In article <1990Dec5.144445.18632 at abcfd20.larc.nasa.gov> jcburt at ipsun.larc.nasa.gov (John Burton) writes:
%True, a typical 386 machine has good I/O bandwidth, but bandwidth isn't
%everything. The majority of 386 machines have an ISA bus which is a 
%very simple bus controlled by the cpu. When performing I/O, the
%cpu blocks itself and  turns control of the bus to the I/O device.

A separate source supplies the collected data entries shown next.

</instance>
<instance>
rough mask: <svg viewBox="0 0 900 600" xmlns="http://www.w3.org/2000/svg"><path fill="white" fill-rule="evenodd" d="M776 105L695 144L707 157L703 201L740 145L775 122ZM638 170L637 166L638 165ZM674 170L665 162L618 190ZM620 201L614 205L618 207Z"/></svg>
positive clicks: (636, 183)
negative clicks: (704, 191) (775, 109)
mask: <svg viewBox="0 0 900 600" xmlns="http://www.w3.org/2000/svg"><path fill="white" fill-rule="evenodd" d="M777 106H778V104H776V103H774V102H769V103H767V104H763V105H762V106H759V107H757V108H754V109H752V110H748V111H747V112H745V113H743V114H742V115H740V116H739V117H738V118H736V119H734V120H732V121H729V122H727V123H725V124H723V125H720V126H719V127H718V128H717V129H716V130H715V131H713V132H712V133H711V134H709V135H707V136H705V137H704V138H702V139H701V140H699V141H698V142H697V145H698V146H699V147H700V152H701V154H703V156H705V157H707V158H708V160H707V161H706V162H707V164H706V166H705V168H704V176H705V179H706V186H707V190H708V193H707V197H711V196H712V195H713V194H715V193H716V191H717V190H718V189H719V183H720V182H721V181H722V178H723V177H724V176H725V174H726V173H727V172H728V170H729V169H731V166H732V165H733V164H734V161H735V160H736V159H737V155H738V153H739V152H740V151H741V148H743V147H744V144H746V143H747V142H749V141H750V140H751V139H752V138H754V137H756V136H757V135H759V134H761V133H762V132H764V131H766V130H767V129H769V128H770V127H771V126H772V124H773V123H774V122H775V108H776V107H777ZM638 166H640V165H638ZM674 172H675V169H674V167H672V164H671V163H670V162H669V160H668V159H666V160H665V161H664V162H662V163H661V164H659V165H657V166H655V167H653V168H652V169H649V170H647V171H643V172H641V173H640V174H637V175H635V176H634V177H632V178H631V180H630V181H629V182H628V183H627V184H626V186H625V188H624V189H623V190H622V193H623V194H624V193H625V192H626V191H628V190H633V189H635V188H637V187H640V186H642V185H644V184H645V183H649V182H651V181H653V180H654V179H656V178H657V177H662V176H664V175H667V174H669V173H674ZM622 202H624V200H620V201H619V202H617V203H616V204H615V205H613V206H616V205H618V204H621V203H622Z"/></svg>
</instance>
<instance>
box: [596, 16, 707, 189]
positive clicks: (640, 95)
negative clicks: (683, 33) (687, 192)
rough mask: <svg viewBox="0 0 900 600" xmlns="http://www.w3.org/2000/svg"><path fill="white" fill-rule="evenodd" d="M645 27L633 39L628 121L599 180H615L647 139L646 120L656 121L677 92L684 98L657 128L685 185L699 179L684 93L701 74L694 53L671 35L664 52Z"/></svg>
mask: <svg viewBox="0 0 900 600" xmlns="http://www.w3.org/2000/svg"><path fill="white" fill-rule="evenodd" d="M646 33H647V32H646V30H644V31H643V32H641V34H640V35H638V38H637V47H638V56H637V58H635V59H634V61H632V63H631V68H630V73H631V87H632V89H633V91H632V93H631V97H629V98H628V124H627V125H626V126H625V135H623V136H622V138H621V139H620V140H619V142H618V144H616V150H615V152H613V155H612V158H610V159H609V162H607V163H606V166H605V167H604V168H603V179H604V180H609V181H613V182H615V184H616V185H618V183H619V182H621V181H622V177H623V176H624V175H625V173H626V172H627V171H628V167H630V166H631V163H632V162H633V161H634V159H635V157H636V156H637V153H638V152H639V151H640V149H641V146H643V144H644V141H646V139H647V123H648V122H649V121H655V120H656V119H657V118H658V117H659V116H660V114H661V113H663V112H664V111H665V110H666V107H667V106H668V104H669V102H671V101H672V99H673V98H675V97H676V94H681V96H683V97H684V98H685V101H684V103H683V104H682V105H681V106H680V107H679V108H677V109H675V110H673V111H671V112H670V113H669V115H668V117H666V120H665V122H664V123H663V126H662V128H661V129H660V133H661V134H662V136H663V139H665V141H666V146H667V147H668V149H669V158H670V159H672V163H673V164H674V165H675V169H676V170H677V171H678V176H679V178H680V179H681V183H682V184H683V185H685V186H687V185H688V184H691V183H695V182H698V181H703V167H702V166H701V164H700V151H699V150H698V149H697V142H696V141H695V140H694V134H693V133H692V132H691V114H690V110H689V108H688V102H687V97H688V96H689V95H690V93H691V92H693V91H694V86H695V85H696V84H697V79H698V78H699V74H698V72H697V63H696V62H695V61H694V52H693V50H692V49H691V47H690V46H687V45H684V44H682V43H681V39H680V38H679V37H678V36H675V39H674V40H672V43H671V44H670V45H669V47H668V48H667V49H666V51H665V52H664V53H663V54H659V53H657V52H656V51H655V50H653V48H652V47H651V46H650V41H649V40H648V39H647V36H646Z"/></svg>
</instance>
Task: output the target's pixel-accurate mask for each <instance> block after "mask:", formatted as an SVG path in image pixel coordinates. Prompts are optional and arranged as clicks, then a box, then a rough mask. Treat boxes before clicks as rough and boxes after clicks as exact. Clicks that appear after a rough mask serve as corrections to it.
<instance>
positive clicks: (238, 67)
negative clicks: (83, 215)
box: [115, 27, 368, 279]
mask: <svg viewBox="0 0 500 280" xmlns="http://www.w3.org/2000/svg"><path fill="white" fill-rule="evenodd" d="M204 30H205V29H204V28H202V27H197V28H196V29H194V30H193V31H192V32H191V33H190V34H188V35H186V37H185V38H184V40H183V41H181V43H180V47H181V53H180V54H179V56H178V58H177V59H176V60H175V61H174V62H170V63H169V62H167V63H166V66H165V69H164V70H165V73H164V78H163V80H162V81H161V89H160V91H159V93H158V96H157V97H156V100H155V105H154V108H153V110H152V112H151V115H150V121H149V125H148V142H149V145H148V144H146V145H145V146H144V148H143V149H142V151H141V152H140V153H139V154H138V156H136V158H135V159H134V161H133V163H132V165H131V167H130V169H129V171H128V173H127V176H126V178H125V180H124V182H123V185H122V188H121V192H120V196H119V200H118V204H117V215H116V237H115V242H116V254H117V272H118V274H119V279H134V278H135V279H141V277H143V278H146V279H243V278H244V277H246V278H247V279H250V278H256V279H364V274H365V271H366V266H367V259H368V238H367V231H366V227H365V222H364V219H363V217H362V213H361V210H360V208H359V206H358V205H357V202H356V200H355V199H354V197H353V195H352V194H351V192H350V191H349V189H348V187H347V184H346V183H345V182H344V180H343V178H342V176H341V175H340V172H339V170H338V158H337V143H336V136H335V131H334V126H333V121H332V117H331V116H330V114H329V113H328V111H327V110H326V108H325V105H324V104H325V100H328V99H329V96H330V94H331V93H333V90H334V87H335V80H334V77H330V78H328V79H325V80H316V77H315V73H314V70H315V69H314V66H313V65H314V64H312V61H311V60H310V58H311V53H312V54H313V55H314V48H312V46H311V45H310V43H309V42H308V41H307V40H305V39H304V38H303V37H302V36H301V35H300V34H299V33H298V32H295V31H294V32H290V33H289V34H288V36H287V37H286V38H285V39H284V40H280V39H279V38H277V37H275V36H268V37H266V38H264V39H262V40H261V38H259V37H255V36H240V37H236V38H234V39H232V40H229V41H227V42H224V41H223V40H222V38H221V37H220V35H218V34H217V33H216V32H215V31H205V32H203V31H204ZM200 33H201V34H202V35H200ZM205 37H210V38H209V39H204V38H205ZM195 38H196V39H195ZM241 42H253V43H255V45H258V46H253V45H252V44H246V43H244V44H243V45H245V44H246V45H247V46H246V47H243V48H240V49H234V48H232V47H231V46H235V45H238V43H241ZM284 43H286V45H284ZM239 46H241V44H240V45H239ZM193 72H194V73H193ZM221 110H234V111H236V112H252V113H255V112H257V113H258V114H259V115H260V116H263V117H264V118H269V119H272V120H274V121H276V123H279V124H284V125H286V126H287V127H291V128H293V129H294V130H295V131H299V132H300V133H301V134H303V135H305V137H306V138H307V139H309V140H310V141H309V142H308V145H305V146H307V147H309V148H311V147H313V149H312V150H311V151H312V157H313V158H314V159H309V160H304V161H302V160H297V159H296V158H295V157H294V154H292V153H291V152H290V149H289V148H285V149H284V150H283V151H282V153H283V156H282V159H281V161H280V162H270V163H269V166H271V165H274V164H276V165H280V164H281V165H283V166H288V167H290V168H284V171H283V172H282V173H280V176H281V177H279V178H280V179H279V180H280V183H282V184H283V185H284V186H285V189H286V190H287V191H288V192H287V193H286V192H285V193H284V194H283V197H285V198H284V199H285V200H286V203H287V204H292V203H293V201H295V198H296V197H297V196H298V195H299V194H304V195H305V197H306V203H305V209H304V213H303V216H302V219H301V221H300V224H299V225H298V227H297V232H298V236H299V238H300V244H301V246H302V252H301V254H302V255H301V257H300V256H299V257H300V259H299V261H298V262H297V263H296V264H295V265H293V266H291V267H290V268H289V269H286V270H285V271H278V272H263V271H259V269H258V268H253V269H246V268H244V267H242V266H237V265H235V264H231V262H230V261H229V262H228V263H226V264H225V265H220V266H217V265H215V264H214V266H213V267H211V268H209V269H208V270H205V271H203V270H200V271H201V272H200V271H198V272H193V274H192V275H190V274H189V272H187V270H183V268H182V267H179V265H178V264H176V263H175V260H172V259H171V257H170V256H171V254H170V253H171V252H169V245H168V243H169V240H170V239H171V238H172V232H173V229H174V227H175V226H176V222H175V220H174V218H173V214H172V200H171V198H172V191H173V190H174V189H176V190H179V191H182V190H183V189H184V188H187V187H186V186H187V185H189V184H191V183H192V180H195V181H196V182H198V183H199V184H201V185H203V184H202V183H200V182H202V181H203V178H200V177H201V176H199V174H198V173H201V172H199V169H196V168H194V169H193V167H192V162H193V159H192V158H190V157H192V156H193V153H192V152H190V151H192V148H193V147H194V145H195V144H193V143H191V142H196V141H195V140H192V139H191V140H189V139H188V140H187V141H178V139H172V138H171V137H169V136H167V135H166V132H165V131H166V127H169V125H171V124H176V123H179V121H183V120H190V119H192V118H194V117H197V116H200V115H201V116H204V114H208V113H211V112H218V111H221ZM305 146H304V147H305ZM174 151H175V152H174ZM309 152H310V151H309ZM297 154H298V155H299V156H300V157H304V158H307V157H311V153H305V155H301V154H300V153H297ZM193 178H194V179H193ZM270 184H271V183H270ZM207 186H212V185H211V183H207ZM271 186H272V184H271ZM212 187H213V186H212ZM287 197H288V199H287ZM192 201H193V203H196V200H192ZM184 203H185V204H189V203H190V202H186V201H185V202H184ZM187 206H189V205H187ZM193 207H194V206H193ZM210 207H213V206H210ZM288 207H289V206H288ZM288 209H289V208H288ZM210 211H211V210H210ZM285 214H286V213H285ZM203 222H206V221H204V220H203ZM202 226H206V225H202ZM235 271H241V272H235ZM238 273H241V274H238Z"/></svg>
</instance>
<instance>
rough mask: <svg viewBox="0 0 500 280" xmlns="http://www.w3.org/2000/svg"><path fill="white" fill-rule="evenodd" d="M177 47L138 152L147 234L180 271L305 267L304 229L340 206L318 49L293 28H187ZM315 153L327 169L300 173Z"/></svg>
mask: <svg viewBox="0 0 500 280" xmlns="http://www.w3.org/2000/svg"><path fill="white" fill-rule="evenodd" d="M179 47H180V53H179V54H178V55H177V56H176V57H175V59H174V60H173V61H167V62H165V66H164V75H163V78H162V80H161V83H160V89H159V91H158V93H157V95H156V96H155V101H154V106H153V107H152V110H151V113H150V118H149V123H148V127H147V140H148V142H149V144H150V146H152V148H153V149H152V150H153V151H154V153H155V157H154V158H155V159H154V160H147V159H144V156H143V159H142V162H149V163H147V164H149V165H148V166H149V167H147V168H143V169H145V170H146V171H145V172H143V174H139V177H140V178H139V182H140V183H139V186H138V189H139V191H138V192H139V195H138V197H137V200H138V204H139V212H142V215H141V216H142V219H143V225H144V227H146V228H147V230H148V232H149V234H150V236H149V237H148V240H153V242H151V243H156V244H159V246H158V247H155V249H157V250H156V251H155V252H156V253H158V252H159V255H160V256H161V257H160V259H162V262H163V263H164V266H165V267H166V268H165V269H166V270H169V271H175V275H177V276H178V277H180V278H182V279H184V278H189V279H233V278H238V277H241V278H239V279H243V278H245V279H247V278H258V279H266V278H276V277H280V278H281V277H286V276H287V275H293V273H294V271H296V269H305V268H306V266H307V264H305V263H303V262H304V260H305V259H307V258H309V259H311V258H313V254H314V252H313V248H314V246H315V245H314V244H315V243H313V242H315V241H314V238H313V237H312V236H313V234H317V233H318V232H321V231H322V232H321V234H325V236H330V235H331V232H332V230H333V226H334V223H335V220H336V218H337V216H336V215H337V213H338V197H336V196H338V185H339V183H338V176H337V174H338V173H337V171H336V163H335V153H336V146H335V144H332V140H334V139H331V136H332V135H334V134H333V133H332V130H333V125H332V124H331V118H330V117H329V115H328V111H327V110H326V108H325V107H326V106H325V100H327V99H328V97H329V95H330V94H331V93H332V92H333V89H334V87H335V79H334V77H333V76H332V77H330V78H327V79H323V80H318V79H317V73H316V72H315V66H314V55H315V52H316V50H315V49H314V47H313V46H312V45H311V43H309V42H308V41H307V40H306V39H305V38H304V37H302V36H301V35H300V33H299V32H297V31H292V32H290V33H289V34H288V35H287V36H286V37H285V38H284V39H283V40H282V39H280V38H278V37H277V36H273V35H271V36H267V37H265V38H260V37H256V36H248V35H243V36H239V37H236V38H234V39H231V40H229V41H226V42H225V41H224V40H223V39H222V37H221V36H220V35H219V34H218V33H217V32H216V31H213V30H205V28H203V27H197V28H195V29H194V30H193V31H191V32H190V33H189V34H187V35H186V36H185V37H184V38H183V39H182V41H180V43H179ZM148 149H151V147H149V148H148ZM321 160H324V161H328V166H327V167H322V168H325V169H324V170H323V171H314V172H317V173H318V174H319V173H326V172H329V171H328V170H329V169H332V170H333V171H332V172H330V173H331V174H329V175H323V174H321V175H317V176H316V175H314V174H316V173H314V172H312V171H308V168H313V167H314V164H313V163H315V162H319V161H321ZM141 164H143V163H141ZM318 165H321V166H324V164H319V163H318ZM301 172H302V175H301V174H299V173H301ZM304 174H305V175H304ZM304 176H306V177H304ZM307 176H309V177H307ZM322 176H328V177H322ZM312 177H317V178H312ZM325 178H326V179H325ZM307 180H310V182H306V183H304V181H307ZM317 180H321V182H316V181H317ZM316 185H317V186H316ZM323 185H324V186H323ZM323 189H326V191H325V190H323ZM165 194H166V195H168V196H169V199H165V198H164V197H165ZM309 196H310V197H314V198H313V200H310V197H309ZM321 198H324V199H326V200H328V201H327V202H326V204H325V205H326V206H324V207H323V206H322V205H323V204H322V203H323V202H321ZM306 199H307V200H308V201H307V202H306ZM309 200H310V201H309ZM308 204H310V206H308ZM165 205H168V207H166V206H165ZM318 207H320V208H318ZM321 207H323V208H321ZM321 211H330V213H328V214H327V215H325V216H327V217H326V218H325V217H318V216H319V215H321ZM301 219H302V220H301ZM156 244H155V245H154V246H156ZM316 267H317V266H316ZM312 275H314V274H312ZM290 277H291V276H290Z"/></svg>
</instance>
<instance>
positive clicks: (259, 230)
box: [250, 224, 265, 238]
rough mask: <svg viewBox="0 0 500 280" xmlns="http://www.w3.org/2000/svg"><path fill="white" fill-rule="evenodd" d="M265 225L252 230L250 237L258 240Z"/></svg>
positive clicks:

%When the I/O operation is complete, control returns to the cpu, which
%unblocks itself.
%...
%Machines that were originally designed as a multi-user platform usually
%where set up so that the I/O could be performed without the direct control
%(or blocking) of the cpu. The system bus was designed so that multiple
%operations could occur more or less independent of the cpu (multi-tasking
%hardware design). The typical 386 machine is designed as a single tasking
%machine (regardless of what the cpu can do, the bus & support hardware
%was designed for single tasking). 

Significant bottlenecks in multiuser micros should be disk and serial ports,
right?  Anyone know how much system loading Arnet Smartports create?  I know
they have their own 80286 onboard that does all of the work; the main processor
just sends and receives over the bus to the 286 and continues on its merry way.
Do Arnet Smartports also cause the CPU to block the bus and sleep?

How about disk or network controllers?  Are there any out there that are smart
boards that don't cause the system to block?